Hanselman’s blog helps: http://www.hanselman.com/blog/WorkingWithSSLAtDevelopmentTimeIsEasierWithIISExpress.aspx
2. You need to register the system.identitymodel config section at the top of your app.config with:
[configSections]
[section name="system.identityModel" type="System.IdentityModel.Configuration.SystemIdentityModelSection, System.IdentityModel, Version=4.0.0.0, Culture=neutral, PublicKeyToken=B77A5C561934E089"/]
[section name="system.identityModel.services" type="System.IdentityModel.Services.Configuration.SystemIdentityModelServicesSection, System.IdentityModel.Services, Version=4.0.0.0, Culture=neutral, PublicKeyToken=B77A5C561934E089"/]
[/configSections]
(angle brackets replaced with square brackets so it will post here)
3. The easy way to register GenericUserNameSecurityTokenHandler is in your app.config and put the handler in your wcf library because then it will work in your local host and your iis host exactly the same. It looks like this:
[system.identityModel]
[identityConfiguration]
[claimsAuthenticationManager type="SLSyncService.ClaimsTransformer, SLSyncService"/]
[securityTokenHandlers]
[remove type="System.IdentityModel.Tokens.WindowsUserNameSecurityTokenHandler, System.IdentityModel, Version=4.0.0.0, Culture=neutral, PublicKeyToken=b77a5c561934e089"/]
[add type="SLSyncService.CustomUserNameSecurityTokenHandler, SLSyncService"/]
[/securityTokenHandlers]
[/identityConfiguration]
[/system.identityModel]
(there’s a claims transformer there to incase that helps).
4. To host the library in iis is super simple. Use something like this in your service.svc:
[%@ ServiceHost Language="C#" Debug="true" Service="SLSyncService.PatientService" %]
BUT…
5. After enabling https in iisexpress, I just couldn’t get the https version to work! Eventually (!) I worked out it was a bug in iisexpress 8 and reinstalling it from the control panel fixed it. Grr.

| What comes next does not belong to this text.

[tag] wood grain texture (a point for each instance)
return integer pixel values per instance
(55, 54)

6. The service reference changes when you host in iis – it no longer uses the base address in your config but the service.svc address. Took me a while to get this one (I guess I’m a bit slow). If you regenerate your service reference you’ll get it though.
7. Then, after doing all this I wanted to put it on the new azure websites… I just published and it worked. I fell out of my chair – not one gotcha!
Anyways, it took me a few days to learn this. Hopefully reporting a little of my journey may help someone else.